= Carbon nanotube metal matrix composite =

Carbon nanotube metal matrix composites (CNT-MMC) are an emerging class of new materials that mix carbon nanotubes into metals and metal alloys to take advantage of the high tensile strength and electrical conductivity of carbon nanotube materials.

==Carbon nanotubes reinforced metal matrix composites production methods==
CNT-MMCs may be produced in several different methods. These production methods include, but are not limited to, various powder metallurgy techniques such as hot pressing, hot extrusion, semisolid powder processing, thermal spraying, sputtering, physical vapor deposition, and pulsed laser deposition.

===Powder metallurgy techniques===
Conventional sintering is the simplest method for producing CNT metal matrix composite compacts. The CNTs and metal powders are mixed by a process of mechanical alloying/blending and then are compressed to form a green compact, which is then sintered to get the final product. Metallic compacts are subject to oxidation as compared to ceramics and hence the sintering has to be done in an inert atmosphere or under vacuum. One major drawback of this processing route is the inability to tailor the CNT distribution within the metallic matrix.
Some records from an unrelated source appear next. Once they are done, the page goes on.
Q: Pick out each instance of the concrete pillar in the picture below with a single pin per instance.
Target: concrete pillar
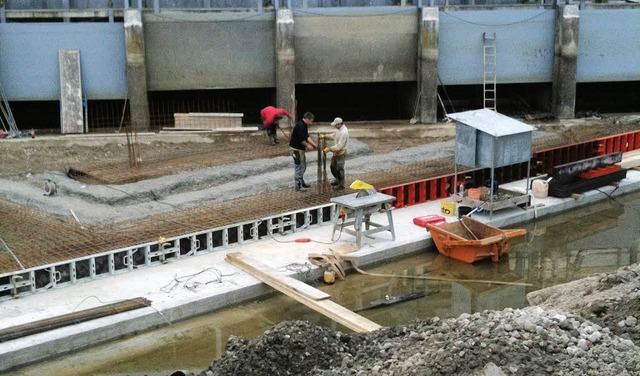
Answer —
(565, 59)
(136, 70)
(428, 65)
(285, 62)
Microwave sintering is one of them and fundamentally different from conventional sintering. In microwave sintering process, the material is heated internally and volumetrically unlike in a conventional process where heat originates from an external heating source. Sintering cycle time for microwave sintering is much shorter as compared with the conventional sintering cycle.
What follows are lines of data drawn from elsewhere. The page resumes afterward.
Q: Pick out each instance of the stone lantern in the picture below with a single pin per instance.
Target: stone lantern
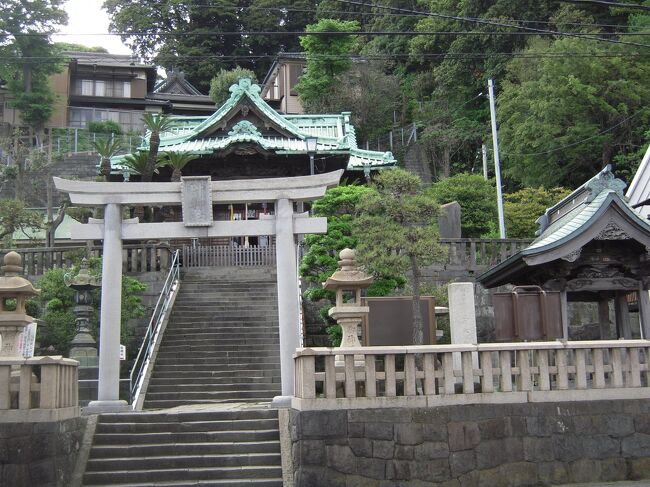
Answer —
(83, 346)
(13, 286)
(348, 282)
Spark plasma sintering is a technique which takes only a few minutes to complete a sintering process compared to conventional sintering which may take hours or even days for the same. High sintering rate is possible in SPS since high heating rates can be easily attained due to internal heating of the sample as opposed to external heating seen in case of conventional sintering. For conventional sintering usually a green compact needs to be prepared externally using a suitable die and hydraulic machine for applying the necessary pressure. In SPS the powder is directly fed into the graphite dies and the die is enclosed with suitable punches. All types of materials, even those difficult to densify can be easily sintered in SPS. Due to advantage of high heating rate and less holding time, SPS can restrict the unwanted sintering reactions in highly reactive systems as opposed to conventional sintering and hence formation of undesirable product phases can be avoided.

Semi-solid powder processing is a unique method that fabricates composites materials with powder mixtures in the semi-solid states. Starting with metal-CNT powder mixture, the metal powder is heated to the semi-solid state, and pressure is applied to form the metal matrix composites. This method features many advantages such as simple and fast process and flexible property tailoring.

===Carbon nanotube dispersing and CNT breakage during mixing===
One common method to disperse the CNT into the metal matrix is mechanical alloying. However, many researchers reported the length reduction and damage of CNTs during mechanical alloying process.